L’analyse purement comptable ne capture pas tout. La migration apporte des bénéfices difficiles à chiffrer mais réels : mobilité et télétravail facilités, nouvelles fonctions absentes de l’ancien système, meilleure intégration avec les outils métier, souplesse d’ajustement des effectifs. Elle supprime aussi un risque, celui de la fin programmée du cuivre, qui rend de toute façon la dépense inévitable : ne pas migrer n’est pas une option de long terme, la question étant quand et comment, non si.
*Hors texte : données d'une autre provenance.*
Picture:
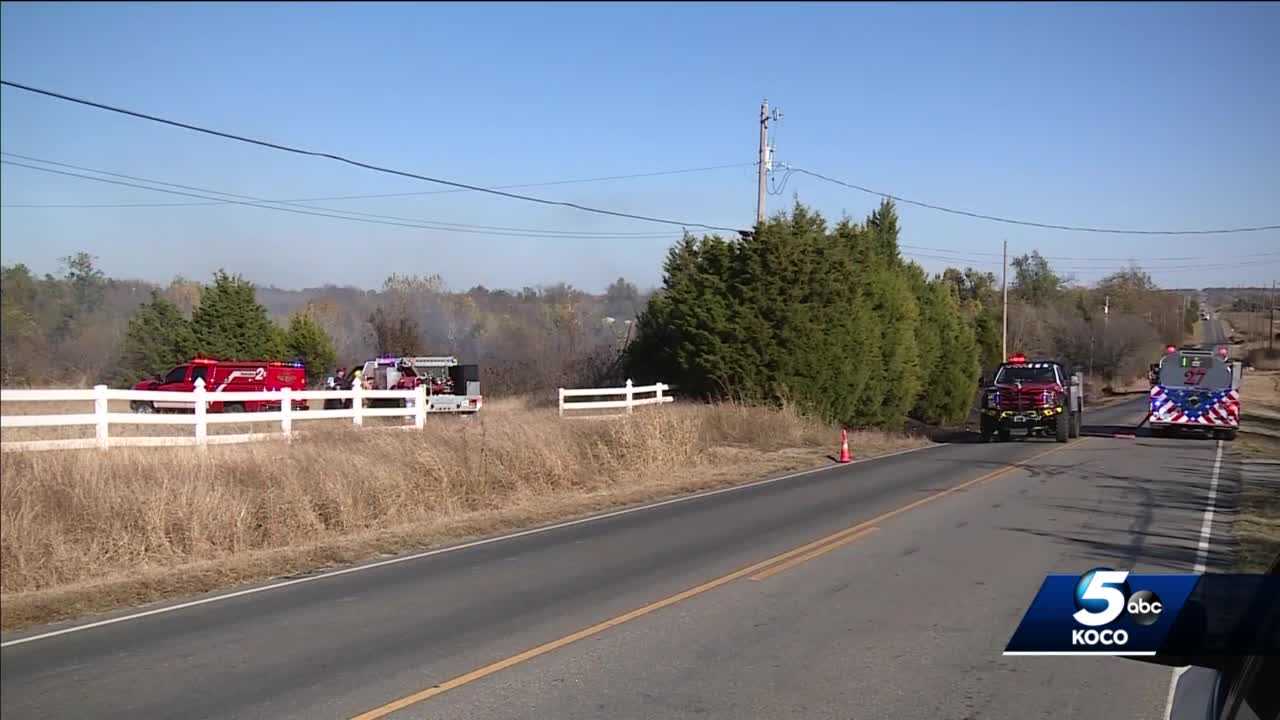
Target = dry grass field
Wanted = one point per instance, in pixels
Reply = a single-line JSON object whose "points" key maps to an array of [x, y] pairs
{"points": [[88, 531], [1257, 524]]}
Cette réalité change la nature de la comparaison : il ne s’agit pas d’arbitrer entre conserver l’existant et migrer, mais d’organiser une migration inéluctable de la façon la plus économique et la plus créatrice de valeur. Dès lors, le TCO sert moins à décider s’il faut migrer qu’à choisir la meilleure cible et à en piloter le coût.

En synthèse

Comparer le coût de la téléphonie avant et après migration suppose de raisonner en coût total de possession sur plusieurs années, et non en prix apparent. Cette approche révèle que le coût de l’existant cuivre, dispersé, est souvent sous-estimé, et que la solution IP, malgré un investissement initial, apporte des coûts récurrents structurellement plus bas et plus prévisibles. Sur cinq ans, l’équation penche généralement vers l’IP, avec des ordres de grandeur indicatifs de 30 à 50 % de réduction de facture et de 20 à 40 % de baisse du TCO, à confirmer au cas par cas. Au-delà des chiffres, la migration crée de la valeur et lève un risque, la fin du cuivre rendant la dépense inévitable. Le TCO éclaire alors le choix de la cible plus que la décision de migrer.


Cet article présente un cadre général et des ordres de grandeur indicatifs qui ne sauraient tenir lieu de chiffrage. Les économies réelles dépendent étroitement de la situation de chaque organisation et doivent être établies par une analyse dédiée, sur la base de devis. Sources : analyses sectorielles et retours d’expérience publics d’intégrateurs et de conseils en télécoms (2026).

Pour aller plus loin

Questions fréquentes

Comment comparer le coût du cuivre et celui d’une solution IP ?

Il faut raisonner en coût complet (TCO) sur la durée, pas seulement à l’achat : abonnements, maintenance et équipements, mais aussi les coûts cachés du maintien d’un cuivre vieillissant.

Migrer coûte-t-il forcément plus cher ?

Pas nécessairement sur la durée. Le cuivre engendre des coûts croissants (lignes multiples, maintenance) que l’IP permet souvent de rationaliser. La comparaison doit se faire sur plusieurs années.

Quels coûts oublie-t-on souvent ?

Les coûts indirects : temps de gestion d’un parc multi-lignes, incidents, équipements spécifiques (alarmes, TPE) et surtout le risque d’une coupure non anticipée.